How true is the slick, oily car salesman stereotype? As a dealership marketing manager, you know that your sales people are trying to get that commission – but you also know that sales staff works hard to get customers into safe, cost-effective vehicles that provide value for the price.
Of course you want to provide great products for your customers. You know as well as anyone that if you fail to do so, your lots are going to be empty. Between the internet and word of mouth, a few bad transactions or bad products can lead to several hundreds of thousands of dollars in lost revenue.
Even if you work at a large, high-quality dealership, you may feel hit with that car salesman stereotype.

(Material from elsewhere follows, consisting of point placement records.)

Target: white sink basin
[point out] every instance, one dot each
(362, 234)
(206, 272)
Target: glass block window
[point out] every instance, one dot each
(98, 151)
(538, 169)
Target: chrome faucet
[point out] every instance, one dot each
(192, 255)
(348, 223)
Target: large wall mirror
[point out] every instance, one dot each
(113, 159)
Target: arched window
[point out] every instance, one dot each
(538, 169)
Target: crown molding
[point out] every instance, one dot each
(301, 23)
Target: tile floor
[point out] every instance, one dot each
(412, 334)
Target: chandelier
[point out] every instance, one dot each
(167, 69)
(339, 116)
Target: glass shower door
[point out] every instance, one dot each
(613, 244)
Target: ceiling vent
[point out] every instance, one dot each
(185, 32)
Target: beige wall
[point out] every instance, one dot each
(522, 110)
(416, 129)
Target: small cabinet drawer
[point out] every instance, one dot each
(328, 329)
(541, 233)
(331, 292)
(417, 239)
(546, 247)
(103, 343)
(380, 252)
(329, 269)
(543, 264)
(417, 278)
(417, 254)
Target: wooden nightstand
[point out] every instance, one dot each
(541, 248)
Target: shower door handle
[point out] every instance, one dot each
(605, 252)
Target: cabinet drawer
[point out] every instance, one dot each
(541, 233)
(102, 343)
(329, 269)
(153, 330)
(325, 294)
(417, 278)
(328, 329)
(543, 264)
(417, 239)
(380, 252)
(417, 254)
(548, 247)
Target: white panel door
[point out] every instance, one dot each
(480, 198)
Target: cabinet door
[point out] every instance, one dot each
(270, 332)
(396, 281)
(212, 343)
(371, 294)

The way sales people in general are viewed makes it difficult to cross that barrier when you’re trying to develop marketing materials that really bring in the right kind of customer for your dealership.

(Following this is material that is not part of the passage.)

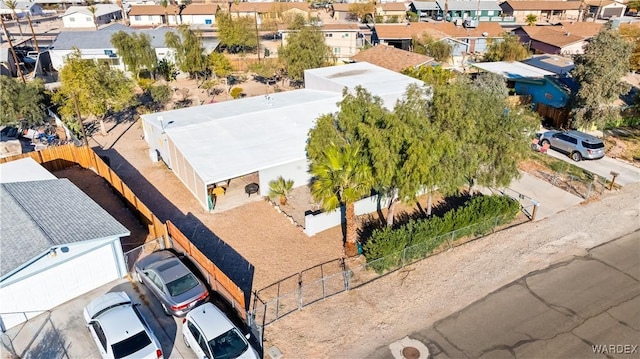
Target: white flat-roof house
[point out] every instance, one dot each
(81, 16)
(267, 135)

So, how do you deal with the car salesman stereotype in marketing materials?
Make fun of it.
Few things work the way humor does. Imagine an oil car salesman in cartoon form being chased around your lot by your company “mascot”, should you have one. If you use an image like this in your marketing materials, you can communicate trust to customers in a very interesting, engaging way.

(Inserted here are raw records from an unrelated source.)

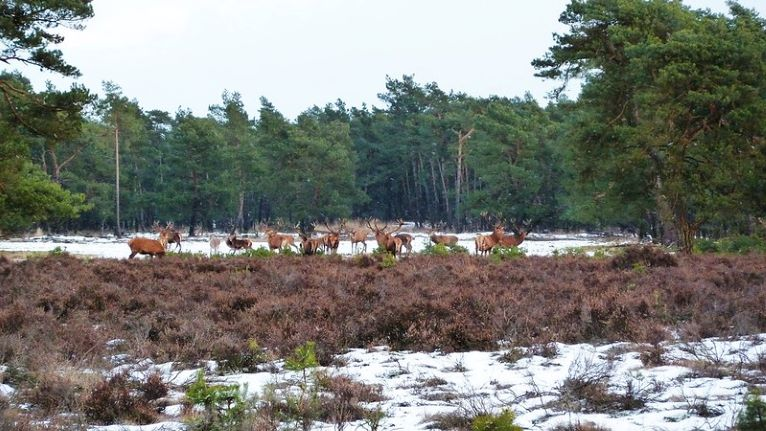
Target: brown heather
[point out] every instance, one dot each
(61, 309)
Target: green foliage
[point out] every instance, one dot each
(29, 197)
(662, 132)
(506, 253)
(753, 416)
(501, 422)
(224, 405)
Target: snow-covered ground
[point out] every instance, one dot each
(417, 386)
(111, 247)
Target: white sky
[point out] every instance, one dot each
(171, 54)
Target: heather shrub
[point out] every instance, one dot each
(742, 244)
(635, 257)
(258, 252)
(115, 400)
(224, 406)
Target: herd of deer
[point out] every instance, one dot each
(389, 240)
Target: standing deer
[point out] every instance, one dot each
(448, 240)
(404, 237)
(516, 238)
(485, 243)
(215, 244)
(168, 235)
(309, 246)
(359, 235)
(140, 245)
(386, 241)
(278, 241)
(331, 241)
(235, 243)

Creating a separation in a consumer’s mind about good versus bad, and assigning your staff and products the role of “good” communicates trust. If you think that customers don’t latch on to these kinds of images and store them subconsciously, think again. This is how marketing works. What you see and internalize, sticks with you.
Communicate good value.
If you make a list of all the bad qualities of a stereotypical car salesman, you’ll also see potential for another list – one where you communicate all the qualities that are OPPOSITE of a stereotypical car salesman. These are qualities that you can use in a value proposition to engage your customers in trust.
Set a precedent.
Get your competitor’s ads and see how they’re addressing this issue. Do they mention the role of the car salesman? How do they deal with this issue? Take note of what your competitors are doing, and go one step above that. You may be surprised to find that many of your competitors aren’t using images of a car salesman and his/her role in the selling process at all. This may be a great jumping off point for new campaign advertising.
Whatever you decide to do, you’re going to see more people come through your doors if you understand how to cross commonly held stereotypes and build trust with your customers. By engaging them to see your sales people as engaging folks who really care about their customers, you’ll buck the stereotypes and increase your bottom line.